Vivere in Svizzera: Informazione e consulenza online  

Stato e religione

La neutralità religiosa dello Stato è la base essenziale per assicurare la libertà di fede individuale. A livello federale, la Svizzera si definisce quindi come uno Stato laico. La Confederazione non intrattiene relazioni istituzionali con le singole comunità religiose. Sole eccezioni riguardano i cappellani militari forniti dalle Chiese nazionali e la collaborazione con organizzazioni ecclesiastiche ed ebraiche in materia di rifugiati e di aventi diritto all’asilo. Sono i cantoni responsabili della regolazione dei rapporti tra Stato e Chiesa.

La relazione fra enti religiosi e Stato in Svizzera è legata dalla storia. Fino alla fondazione dell'odierna Confederazione nel 1848, la relazione tra autorità religiose e autorità politiche era molto stretta nei diversi Cantoni. Le Chiese cattoliche ed evangeliche-riformate erano, in diversi cantoni, Chiese di Stato.

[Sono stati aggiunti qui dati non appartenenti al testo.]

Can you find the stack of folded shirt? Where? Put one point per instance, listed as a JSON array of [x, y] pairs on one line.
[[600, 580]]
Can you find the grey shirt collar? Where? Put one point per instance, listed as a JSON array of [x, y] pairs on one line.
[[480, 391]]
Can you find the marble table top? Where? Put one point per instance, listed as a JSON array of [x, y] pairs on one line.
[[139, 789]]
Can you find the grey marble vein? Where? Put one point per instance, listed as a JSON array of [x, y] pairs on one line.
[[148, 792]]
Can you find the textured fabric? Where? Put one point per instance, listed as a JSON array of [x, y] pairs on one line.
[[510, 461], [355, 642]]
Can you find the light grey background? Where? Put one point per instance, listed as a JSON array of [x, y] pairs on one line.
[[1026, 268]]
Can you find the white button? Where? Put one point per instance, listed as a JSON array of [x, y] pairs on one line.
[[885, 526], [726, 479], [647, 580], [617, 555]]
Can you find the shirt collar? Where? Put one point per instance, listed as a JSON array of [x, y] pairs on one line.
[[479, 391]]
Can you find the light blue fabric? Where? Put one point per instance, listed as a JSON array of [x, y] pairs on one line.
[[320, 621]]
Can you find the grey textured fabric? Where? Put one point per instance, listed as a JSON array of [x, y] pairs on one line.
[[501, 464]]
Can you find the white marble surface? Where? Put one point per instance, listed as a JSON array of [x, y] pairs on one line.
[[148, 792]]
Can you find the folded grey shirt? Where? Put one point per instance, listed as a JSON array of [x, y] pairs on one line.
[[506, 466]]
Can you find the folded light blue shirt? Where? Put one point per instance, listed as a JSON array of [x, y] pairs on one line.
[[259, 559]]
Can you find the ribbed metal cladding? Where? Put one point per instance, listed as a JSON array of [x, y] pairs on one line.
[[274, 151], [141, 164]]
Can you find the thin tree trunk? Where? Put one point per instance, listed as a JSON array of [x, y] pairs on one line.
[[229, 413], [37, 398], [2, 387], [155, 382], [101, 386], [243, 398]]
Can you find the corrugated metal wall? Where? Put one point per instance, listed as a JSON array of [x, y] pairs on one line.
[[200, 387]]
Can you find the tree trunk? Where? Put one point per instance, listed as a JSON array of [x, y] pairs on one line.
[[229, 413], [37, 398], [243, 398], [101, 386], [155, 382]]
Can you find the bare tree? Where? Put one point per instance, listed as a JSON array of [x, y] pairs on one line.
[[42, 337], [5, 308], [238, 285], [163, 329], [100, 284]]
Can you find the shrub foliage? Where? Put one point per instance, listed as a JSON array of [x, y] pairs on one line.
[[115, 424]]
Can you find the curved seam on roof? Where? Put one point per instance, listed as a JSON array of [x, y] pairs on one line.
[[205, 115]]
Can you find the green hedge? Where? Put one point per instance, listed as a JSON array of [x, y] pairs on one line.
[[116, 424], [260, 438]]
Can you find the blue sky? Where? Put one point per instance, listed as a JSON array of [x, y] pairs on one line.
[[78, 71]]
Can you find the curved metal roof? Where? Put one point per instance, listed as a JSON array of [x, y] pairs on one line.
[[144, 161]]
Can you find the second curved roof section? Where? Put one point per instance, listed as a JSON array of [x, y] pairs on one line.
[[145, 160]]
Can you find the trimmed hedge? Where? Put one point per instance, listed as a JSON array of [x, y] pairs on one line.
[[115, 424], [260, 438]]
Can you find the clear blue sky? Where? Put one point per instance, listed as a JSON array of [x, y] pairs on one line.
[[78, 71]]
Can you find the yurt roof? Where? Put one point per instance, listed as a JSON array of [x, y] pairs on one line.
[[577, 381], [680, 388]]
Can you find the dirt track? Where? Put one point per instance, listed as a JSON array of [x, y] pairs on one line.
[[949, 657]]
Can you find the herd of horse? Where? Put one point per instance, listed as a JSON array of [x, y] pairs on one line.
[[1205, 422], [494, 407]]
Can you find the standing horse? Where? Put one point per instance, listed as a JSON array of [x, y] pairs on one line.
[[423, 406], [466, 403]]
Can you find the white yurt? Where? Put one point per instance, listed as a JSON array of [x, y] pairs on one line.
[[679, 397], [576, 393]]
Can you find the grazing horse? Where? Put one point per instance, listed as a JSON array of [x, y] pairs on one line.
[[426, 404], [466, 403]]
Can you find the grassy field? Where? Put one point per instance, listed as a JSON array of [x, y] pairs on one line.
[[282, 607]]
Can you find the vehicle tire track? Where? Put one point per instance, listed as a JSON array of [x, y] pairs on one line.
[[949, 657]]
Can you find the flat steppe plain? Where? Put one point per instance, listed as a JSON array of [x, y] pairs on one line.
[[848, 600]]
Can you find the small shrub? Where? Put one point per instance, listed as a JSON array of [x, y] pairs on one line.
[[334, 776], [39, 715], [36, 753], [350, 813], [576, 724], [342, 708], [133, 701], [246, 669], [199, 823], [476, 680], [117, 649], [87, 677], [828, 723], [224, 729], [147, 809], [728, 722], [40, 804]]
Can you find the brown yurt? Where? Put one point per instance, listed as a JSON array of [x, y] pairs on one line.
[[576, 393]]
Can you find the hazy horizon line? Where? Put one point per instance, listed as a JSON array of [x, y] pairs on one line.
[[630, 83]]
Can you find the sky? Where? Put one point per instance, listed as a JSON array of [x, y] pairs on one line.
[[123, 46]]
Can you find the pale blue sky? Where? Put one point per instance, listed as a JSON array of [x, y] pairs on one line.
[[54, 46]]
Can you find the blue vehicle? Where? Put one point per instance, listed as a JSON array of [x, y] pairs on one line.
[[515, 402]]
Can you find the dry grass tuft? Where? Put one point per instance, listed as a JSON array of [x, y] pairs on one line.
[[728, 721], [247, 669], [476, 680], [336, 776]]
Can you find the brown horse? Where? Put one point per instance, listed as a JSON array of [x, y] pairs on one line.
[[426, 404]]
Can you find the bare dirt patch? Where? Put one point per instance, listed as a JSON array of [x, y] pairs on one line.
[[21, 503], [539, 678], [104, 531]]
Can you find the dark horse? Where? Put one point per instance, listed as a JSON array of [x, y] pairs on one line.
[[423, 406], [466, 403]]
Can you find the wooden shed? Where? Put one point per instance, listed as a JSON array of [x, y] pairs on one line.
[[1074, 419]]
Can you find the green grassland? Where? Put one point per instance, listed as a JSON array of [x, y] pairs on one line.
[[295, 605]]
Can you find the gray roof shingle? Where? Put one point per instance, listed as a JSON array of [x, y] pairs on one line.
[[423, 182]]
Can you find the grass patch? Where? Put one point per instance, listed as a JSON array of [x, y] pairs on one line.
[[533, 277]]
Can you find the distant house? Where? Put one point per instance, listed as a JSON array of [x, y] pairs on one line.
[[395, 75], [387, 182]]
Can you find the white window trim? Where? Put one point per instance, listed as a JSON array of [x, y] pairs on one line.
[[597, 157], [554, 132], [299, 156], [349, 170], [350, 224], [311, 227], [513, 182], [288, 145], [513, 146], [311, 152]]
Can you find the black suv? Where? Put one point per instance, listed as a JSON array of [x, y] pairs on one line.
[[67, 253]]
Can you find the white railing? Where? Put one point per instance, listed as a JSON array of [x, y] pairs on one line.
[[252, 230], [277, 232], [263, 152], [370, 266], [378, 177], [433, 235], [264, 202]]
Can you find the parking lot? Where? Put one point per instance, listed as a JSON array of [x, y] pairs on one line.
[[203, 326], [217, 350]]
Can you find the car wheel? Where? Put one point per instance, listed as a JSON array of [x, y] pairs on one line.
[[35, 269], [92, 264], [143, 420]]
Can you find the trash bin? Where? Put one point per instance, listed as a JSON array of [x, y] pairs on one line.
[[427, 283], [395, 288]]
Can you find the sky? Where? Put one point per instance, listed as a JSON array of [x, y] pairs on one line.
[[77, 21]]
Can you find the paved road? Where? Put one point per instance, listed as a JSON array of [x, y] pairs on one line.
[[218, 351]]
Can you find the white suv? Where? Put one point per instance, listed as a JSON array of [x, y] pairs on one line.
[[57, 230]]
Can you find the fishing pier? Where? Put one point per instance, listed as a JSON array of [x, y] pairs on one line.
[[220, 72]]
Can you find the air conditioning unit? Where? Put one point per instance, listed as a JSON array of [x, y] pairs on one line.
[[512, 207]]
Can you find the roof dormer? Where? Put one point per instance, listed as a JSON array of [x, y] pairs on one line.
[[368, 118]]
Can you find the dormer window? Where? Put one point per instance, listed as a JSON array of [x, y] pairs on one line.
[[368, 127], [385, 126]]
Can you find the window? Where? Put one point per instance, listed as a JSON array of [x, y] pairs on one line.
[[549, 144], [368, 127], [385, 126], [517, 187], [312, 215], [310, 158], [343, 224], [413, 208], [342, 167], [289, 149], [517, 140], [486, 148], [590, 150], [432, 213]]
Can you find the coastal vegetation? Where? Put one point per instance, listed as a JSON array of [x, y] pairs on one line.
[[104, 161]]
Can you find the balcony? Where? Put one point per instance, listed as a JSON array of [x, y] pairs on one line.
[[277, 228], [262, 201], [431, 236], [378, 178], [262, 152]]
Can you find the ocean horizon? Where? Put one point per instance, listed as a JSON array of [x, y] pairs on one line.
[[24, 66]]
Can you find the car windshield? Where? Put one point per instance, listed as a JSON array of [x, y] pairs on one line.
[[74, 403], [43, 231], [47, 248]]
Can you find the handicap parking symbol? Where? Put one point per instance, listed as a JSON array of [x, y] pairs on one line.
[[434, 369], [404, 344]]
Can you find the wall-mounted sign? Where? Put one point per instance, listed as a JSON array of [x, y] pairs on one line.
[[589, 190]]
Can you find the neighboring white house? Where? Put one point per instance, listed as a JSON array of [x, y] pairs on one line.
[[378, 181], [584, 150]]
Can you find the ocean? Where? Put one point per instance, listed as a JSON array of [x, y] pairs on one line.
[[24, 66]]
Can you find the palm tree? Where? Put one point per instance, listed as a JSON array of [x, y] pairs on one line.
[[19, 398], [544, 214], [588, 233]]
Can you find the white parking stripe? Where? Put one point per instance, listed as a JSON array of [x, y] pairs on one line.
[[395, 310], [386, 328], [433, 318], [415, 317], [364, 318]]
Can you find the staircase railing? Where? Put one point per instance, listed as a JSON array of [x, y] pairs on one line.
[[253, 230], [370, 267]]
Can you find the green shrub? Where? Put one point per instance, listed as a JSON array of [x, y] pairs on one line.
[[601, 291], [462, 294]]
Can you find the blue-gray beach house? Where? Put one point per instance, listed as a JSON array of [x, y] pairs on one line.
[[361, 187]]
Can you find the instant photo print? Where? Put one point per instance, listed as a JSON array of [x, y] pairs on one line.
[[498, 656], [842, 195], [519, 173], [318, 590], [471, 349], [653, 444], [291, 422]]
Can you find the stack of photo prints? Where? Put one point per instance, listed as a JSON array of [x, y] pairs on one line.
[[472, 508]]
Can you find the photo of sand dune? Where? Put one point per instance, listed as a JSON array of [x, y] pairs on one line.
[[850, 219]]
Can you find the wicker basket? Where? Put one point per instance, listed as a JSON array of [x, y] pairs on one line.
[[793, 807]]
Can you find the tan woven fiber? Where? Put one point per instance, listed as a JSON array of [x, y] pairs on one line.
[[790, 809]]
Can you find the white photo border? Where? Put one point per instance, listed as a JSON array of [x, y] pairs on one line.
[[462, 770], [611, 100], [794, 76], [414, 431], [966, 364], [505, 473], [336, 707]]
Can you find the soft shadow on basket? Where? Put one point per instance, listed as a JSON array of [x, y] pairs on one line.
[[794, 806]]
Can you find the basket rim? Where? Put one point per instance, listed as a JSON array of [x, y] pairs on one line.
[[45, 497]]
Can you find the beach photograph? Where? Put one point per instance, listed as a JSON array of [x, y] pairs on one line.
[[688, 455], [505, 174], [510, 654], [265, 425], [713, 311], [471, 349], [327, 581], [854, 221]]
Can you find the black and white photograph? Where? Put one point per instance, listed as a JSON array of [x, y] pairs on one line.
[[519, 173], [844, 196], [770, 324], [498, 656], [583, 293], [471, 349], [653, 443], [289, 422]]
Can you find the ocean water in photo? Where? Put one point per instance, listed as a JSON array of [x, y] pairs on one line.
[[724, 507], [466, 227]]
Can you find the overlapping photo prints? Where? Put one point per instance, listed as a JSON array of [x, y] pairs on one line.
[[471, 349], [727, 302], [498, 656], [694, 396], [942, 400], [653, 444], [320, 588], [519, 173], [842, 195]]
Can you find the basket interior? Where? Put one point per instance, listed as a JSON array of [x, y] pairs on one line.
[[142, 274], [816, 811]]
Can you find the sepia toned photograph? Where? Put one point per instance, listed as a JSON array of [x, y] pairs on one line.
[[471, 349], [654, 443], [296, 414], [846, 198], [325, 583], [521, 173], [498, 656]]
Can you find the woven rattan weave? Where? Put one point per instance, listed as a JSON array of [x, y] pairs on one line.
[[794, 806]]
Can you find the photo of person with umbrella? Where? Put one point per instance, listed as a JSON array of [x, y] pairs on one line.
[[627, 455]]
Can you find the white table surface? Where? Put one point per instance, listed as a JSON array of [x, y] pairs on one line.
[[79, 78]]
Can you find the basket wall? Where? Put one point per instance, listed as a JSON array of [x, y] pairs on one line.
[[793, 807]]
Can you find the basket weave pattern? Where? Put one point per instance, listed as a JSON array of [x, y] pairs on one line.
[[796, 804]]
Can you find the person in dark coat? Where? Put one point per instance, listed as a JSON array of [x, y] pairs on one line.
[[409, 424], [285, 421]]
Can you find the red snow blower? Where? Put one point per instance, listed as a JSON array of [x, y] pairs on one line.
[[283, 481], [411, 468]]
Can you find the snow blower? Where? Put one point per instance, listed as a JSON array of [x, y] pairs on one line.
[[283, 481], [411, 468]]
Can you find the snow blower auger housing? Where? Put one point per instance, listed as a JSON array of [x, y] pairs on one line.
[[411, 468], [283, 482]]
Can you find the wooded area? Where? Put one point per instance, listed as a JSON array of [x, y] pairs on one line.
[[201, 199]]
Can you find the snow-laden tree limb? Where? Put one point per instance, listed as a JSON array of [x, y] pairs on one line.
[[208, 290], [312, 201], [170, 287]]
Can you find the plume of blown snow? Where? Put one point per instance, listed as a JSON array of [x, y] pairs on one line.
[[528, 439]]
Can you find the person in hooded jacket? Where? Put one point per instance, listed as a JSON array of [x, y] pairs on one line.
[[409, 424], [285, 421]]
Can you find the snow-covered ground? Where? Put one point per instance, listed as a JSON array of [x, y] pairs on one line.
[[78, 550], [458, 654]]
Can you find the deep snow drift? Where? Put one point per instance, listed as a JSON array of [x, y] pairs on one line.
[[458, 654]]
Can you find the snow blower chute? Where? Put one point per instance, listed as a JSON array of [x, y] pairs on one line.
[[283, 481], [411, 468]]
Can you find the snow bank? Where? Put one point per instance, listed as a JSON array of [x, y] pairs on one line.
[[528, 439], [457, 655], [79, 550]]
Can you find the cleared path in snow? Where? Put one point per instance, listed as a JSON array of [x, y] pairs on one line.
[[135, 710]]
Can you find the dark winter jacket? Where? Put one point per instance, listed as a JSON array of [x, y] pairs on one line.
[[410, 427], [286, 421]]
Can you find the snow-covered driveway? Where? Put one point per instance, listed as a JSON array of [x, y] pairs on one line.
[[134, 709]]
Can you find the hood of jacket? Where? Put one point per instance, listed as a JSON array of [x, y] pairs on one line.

Ancora oggi, il legame delle due Chiese con lo Stato è presente nella maggior parte dei Cantoni. Solo i Cantoni di Ginevra e di Neuchâtel fanno una separazione netta tra Chiesa e Stato.

Le Chiese cristiane partecipano in modo molto attivo ai processi decisionali democratici in Svizzera. Esse s'immischiano in questioni dei diritti umani e prendono posizione su tematiche sociali o etiche. Alla luce della loro propria esperienza in materia di libertà di fede s'impegnao anche, in questi ultimi anni, in favore della tolleranza religiosa verso le persone di fede diversa.

Comunità religiose riconosciute dal diritto pubblico

Come fondamento della relazione tra Stato e Chiesa in Svizzera si è stabilito il riconoscimento delle principali comunità religiose quali corporazioni di diritto pubblico chiamate Chiese nazionali:
  • Le Chiese cattoliche ed evangeliche-riformate sono riconosciute dappertutto dal diritto pubblico (tranne a GE ed a NE).
  • I Cantoni di Zurigo, Berna, Lucerna, Soletta, Basilea-Campagna, Basilea-Città, Sciaffusa, San Gallo e Argovia hanno ammesso anche la Chiesa cattolica-cristiana fra le Chiese di diritto pubblico.
  • I cantoni di Berna, Friborgo, Basilea-Città e San Gallo danno uno statuto di diritto pubblico anche alla comunità ebraica.

I cantoni di Zurigo, Berna, Obwaldo, Nidwaldo, Glarona, Basilea-Campagna, Sciaffussa, Appenzello Interno, Argovia, Ticino, Vallese e Giura danno anche ad altre comunità religiose la possibilità di essere riconosciute. Nonostante il numero di Cantoni che ha elargito l’accesso al riconoscimento di diritto pubblico sia aumentato, nessuna comunità fuori dallo spettro ebraico-cristiano lo ha ottenuto.

Diritti e doveri legati al riconoscimento

Diversi diritti e doveri sono legati al riconoscimento di diritto pubblico. Oltre al diritto d’imposizione, le Chiese nazionali ottengono un accesso facilitato alle infrastrutture pubbliche (scuole, ospedali, prigioni, ecc.).

Il riconoscimento di diritto pubblico è anche legato a delle condizioni ben precise. Sono richiesti: una forma d’organizzazione democratica, il rispetto del principio di Stato di diritto, il riconoscimento della libertà religiosa e la trasparenza finanziaria.

Comunità religiose non riconosciute

Tutte le comunità religiose non riconosciute – come le organizzazioni musulmane, indù, buddiste, le cosiddette chiese libere etc.- sono soggette al diritto privato. Esse devono organizzarsi in associazioni o in fondazioni.

Oltre al riconoscimento come corporazione del diritto pubblico, i cantoni di Zurigo e di Basilea-Città prevedono anche, per le comunità religiose particolarmente importanti, una variante semplificata del riconoscimento ufficiale. In questo caso, le comunità religiose restano organizzate secondo il diritto privato, ma hanno spesso degli scambi con le istituzioni statali e possono realizzare dei compiti ben precisi su mandato statale. Nel Canton Zurigo, la Israelitische Cultusgemeinde (Comunità israelitica di culto) e la Jüdische Liberale Gemeinde (Comunità ebraica liberale) sono riconosciute in questo modo.